Most birds incubate their eggs, which requires time and energy at the expense of other activities. Birds generally have two incubation strategies: biparental where both mates cooperate in incubating eggs, and uniparental where a single parent incubates. In harsh and unpredictable environments, incubation is challenging due to high energetic demands and variable resource availability. We studied the relationships between the incubation behaviour of sandpipers (genus Calidris) and two environmental variables: temperature and a proxy of primary productivity (i.e. NDVI). We investigated how these relationships vary between incubation strategies and across species among strategies. We also studied how the relationship between current temperature and incubation behaviour varies with previous day's temperature. We monitored the incubation behaviour of nine sandpiper species using thermologgers at 15 arctic sites between 2016 and 2019. We also used thermologgers to record the ground surface temperature at conspecific nest sites and extracted NDVI values from a remote sensing product. We found no relationship between either environmental variables and biparental incubation behaviour.
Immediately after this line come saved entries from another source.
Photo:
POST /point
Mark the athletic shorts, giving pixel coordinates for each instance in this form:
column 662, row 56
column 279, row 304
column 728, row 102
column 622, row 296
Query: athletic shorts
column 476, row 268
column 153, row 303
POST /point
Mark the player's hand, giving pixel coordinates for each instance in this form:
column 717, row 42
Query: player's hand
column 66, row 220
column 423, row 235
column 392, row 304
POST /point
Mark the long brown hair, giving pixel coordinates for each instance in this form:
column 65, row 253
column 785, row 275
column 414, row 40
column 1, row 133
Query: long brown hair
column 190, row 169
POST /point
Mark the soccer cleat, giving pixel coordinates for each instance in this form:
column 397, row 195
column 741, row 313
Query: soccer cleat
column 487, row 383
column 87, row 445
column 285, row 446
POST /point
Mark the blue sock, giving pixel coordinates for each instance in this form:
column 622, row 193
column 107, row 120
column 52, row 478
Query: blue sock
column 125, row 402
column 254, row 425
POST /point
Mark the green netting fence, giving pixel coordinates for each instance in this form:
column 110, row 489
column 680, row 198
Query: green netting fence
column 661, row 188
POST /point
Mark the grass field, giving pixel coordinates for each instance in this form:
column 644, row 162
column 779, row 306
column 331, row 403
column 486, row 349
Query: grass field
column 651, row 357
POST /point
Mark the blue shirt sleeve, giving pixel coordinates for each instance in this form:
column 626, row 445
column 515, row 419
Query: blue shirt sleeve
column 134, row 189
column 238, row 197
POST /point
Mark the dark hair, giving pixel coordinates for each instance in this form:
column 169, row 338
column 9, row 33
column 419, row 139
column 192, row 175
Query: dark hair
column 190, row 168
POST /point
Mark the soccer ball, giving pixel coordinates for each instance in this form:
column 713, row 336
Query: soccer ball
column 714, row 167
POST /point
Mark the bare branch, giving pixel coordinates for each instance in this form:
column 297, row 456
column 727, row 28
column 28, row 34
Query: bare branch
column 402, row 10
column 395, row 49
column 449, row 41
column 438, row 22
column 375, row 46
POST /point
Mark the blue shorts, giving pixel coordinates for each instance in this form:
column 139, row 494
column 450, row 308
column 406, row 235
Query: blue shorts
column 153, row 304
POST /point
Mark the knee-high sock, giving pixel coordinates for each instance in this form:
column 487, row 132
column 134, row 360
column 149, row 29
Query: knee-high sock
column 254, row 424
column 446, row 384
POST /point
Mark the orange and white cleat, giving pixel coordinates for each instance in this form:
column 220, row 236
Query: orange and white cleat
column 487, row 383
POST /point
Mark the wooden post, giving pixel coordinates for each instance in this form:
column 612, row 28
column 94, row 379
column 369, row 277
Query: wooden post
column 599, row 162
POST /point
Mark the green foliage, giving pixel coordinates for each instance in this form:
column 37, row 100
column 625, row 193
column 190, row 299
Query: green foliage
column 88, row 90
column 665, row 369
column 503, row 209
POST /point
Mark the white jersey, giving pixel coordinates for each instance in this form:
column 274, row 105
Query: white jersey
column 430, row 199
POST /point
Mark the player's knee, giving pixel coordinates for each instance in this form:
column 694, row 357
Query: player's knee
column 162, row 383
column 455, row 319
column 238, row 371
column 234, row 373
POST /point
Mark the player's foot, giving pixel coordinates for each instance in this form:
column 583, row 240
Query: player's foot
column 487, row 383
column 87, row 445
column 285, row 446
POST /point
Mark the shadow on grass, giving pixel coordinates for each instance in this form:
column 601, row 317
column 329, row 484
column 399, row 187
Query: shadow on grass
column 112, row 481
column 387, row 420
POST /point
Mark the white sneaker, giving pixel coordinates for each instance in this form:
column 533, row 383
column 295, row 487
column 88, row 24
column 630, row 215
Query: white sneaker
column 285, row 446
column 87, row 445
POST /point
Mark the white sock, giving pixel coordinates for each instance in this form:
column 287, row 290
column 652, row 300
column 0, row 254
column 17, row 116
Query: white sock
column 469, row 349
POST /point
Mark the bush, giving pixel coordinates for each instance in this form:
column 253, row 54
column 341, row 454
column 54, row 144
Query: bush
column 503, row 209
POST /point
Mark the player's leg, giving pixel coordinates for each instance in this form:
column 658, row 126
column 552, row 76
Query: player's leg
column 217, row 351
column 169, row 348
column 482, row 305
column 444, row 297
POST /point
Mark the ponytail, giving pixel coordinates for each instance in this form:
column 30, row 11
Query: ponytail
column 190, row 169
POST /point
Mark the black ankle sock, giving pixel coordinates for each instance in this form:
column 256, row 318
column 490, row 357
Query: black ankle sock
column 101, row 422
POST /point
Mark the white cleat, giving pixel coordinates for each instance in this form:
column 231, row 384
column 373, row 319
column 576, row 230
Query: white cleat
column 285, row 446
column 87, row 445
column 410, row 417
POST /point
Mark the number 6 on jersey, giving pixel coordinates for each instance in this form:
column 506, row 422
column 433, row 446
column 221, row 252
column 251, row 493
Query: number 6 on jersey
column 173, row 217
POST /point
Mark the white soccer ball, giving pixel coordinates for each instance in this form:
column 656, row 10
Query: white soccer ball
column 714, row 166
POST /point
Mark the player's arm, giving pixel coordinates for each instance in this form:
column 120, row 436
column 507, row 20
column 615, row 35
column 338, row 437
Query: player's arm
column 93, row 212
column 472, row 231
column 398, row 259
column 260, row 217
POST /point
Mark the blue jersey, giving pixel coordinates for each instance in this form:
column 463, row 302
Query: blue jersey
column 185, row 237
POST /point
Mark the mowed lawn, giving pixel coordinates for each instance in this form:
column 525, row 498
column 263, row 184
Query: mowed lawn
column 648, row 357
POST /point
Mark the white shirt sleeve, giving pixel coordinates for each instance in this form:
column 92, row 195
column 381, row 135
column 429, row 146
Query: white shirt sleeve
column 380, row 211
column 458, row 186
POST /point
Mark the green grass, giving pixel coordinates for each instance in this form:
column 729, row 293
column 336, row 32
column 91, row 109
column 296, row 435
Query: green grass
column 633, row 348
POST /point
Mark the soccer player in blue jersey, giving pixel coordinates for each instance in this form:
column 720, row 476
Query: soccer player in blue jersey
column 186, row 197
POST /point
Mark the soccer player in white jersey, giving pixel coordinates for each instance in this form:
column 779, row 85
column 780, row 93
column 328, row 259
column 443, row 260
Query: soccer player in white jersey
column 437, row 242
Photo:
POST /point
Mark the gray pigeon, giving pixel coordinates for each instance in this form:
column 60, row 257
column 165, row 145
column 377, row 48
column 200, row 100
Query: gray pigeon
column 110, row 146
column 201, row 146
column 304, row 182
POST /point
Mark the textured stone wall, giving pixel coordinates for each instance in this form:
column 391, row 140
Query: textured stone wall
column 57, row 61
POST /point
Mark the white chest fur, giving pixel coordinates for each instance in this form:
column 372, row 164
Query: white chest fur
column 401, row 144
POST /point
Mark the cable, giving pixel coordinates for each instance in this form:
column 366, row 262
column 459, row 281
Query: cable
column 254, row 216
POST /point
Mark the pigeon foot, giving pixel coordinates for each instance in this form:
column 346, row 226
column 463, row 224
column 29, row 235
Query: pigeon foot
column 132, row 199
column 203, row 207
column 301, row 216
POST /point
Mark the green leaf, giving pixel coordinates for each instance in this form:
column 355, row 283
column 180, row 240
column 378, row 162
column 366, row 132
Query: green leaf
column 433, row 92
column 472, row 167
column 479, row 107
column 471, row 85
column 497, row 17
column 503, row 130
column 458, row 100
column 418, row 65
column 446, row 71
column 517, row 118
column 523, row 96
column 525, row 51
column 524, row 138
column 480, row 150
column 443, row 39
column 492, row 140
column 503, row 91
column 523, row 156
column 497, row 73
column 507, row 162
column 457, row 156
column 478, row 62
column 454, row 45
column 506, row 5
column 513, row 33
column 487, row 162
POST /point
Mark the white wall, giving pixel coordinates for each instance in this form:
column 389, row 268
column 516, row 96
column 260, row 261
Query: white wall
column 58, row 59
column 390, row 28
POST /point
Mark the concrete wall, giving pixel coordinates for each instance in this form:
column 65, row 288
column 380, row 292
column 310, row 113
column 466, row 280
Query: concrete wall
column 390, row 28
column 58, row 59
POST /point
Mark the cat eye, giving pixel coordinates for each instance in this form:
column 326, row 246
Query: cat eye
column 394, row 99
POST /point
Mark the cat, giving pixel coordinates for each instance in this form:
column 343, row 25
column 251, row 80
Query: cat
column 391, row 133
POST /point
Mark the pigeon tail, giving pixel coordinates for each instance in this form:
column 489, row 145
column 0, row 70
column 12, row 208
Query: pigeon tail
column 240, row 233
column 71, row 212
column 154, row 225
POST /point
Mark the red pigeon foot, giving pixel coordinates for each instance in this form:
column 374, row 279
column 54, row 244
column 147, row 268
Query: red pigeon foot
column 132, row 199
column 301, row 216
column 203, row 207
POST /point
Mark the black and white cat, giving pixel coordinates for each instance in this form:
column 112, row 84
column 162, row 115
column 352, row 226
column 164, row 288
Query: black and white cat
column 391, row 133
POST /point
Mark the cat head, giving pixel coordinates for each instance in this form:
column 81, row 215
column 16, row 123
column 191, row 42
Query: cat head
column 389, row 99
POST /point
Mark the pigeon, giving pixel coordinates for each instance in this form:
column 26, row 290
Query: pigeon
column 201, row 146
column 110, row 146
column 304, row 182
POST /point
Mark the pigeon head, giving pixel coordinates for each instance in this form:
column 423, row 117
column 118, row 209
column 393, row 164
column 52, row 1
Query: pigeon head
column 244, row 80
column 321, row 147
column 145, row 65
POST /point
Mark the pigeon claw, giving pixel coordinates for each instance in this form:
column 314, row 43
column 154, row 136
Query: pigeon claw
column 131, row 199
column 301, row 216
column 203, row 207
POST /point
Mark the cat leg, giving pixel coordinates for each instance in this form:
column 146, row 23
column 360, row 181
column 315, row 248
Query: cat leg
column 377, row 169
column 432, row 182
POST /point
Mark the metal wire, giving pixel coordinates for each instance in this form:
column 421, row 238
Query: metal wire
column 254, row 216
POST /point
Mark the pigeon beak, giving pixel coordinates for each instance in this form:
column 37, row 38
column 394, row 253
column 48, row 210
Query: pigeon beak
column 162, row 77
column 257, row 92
Conversely, as ground-surface temperature increased, uniparental species decreased total duration of recesses (TDR) and mean duration of recesses (MDR), but increased number of recesses (NR). Moreover, small species showed stronger relationships with ground-surface temperature than large species. When all uniparental species were combined, an increase in NDVI was correlated with higher mean duration, total duration and number of recesses, but relationships varied widely across species. Finally, some uniparental species showed a lag effect with a higher nest attentiveness after a warm day while more recesses occurred after a cold day than was predicted based on current temperatures. We demonstrate the complex interplay between shorebird incubation strategies, incubation behaviour, and environmental conditions. Understanding how species respond to changes in their environment during incubation helps predict their future reproductive success.